Our Legal Advocacy Director Ron Fein and Harvard Law Professor John C. Coates IV are featured today in Newsweek, in a piece titled “Corporations Are Perverting the Notion of Free Speech.”

So here’s what we do know: Corporations—and their lawyers—are trying to take over the First Amendment, and they’re doing so more now than ever.

Coates and Fein write, “Many people are familiar with the Supreme Court’s 2010 Citizens United decision, which held that corporations have a First Amendment right to spend unlimited amounts of money to influence elections.”

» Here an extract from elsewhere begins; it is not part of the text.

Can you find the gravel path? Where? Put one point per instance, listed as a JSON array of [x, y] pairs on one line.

“In the past two months, corporations have argued that they have a First Amendment right to block laws requiring labels to disclose added sugars in San Francisco, cellphone radiation risks in Berkeley, California andgenetically engineered ingredients in Vermont. In September, a franchising trade group will argue that Seattle’s minimum wage law violates (somehow) the First Amendment rights of multinationals like McDonald’s. In one federal court, Arkansas is fighting to defend a ban on private surveillance firms using digital license plate scanners to record the movements of drivers on the state’s roads. Another appellate court is weighing whether to revise its earlier ruling that a law requiring publicly traded corporations to report whether their products are made from conflict minerals violates these companies’ freedom of speech.

This latest wave of corporate litigation is aimed directly at the Supreme Court.”